Finalmente casados

A Alan e Paula

Depois de nove anos de namoro, o pai da moça chamou o namorado: - Ou te casas ou acabo contigo.

Inicialmente pensou tratar-se de brincadeira, mas percebeu o olhar sério, os lábios cerrados, as faces sem graça, o bufar raivoso. Sim, olhava-o sem meias palavras. Ou casava ou ele acabava na faca, na foice, no tiro ou, se necessário, no dente. Nove anos namorando?

Em casa, narrou os fatos à mãe, que sugeriu prontamente o abandono da namorada. Lembrou do sogro: ou casava ou morria.

A avó acrescentou que casamento era bom. Teriam uma vida, uma casa, um lugar só deles. Esqueceu-se propositalmente de acrescentar as contas de energia elétrica, de água, de telefone, de supermercado, de IPTU, de transporte, de roupas, de calçados, de imprevistos.

O sogro sugeriu um apartamento na capital. Meio apavorado, comprou o jornal O Norte, leu as legendas das fotos de jogadores de futebol no caderno de polícia, riu de algumas charges, pulou a página de política, deitou os olhos nos classificados.

Apartamento na beira da praia, na periferia, no centro, num bairro sem asfalto, perto do Jardim Botânico, longe do ponto do ônibus, ao lado de uma igreja do samba, dois quarteirões do ginásio de esportes, atrás da cadeia, em frente de um bordel.

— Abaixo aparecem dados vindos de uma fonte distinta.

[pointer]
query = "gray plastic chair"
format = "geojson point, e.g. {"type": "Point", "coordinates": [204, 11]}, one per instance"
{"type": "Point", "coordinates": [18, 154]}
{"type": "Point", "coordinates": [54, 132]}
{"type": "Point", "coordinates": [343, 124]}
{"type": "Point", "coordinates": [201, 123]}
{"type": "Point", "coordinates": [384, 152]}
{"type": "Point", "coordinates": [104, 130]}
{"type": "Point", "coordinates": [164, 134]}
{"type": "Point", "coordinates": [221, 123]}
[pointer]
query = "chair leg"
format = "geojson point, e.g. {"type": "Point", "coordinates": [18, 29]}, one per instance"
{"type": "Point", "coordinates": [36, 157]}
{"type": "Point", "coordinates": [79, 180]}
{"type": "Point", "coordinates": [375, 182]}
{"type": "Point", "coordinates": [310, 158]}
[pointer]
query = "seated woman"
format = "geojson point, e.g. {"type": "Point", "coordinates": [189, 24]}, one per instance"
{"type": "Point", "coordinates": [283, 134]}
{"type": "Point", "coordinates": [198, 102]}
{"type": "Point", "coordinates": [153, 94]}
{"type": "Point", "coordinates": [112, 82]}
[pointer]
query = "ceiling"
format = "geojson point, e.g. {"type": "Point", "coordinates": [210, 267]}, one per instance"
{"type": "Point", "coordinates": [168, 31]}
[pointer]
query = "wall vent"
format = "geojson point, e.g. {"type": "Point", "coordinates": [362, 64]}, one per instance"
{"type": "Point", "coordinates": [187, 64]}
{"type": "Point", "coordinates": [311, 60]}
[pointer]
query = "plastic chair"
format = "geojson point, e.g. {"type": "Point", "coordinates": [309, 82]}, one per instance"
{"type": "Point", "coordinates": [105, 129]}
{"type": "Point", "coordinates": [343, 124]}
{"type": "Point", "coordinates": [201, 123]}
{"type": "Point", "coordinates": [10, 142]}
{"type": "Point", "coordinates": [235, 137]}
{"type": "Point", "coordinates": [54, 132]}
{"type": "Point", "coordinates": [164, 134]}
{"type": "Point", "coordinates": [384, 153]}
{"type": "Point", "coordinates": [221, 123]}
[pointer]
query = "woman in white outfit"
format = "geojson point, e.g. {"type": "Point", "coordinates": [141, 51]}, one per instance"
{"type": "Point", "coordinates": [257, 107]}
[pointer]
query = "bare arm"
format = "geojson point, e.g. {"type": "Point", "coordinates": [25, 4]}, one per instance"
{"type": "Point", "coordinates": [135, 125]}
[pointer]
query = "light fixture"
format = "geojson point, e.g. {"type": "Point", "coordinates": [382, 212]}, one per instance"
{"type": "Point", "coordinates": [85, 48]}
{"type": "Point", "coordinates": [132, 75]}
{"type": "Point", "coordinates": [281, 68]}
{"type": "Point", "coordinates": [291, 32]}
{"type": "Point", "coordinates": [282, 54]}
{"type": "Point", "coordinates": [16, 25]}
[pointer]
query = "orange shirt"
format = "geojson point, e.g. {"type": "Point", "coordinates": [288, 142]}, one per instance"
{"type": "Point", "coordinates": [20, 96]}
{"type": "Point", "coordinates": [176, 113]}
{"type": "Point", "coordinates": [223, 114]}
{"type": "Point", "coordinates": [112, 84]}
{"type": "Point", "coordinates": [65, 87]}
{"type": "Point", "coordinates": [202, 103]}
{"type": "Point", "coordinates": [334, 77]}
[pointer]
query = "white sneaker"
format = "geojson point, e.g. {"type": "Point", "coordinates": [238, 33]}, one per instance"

Um banco do governo oferecia financiamentos para aquisição da casa própria. Fácil: comprovante de rendimentos, RG, CPF, grau de escolaridade, certificado de reservista, título de eleitor e comprovante de voto nas últimas eleições, carteira de trabalho, prováveis bens da família, número de filhos, de amantes e de animais de estimação. Trinta anos para pagar.

O gerente do banco indicou-lhe uma feira de imóveis na manhã seguinte no Espaço Cultural. Chegou antes das oito. Optou por um bairro tranqüilo. Sonho de que algum dia aquele apartamento seria seu depois de quitar as prestações. Sogro, sogra, cunhados, mãe, avó, pai, amigos e agregados não o incomodariam. Em última instância, avisaria ao porteiro que nunca estaria em casa.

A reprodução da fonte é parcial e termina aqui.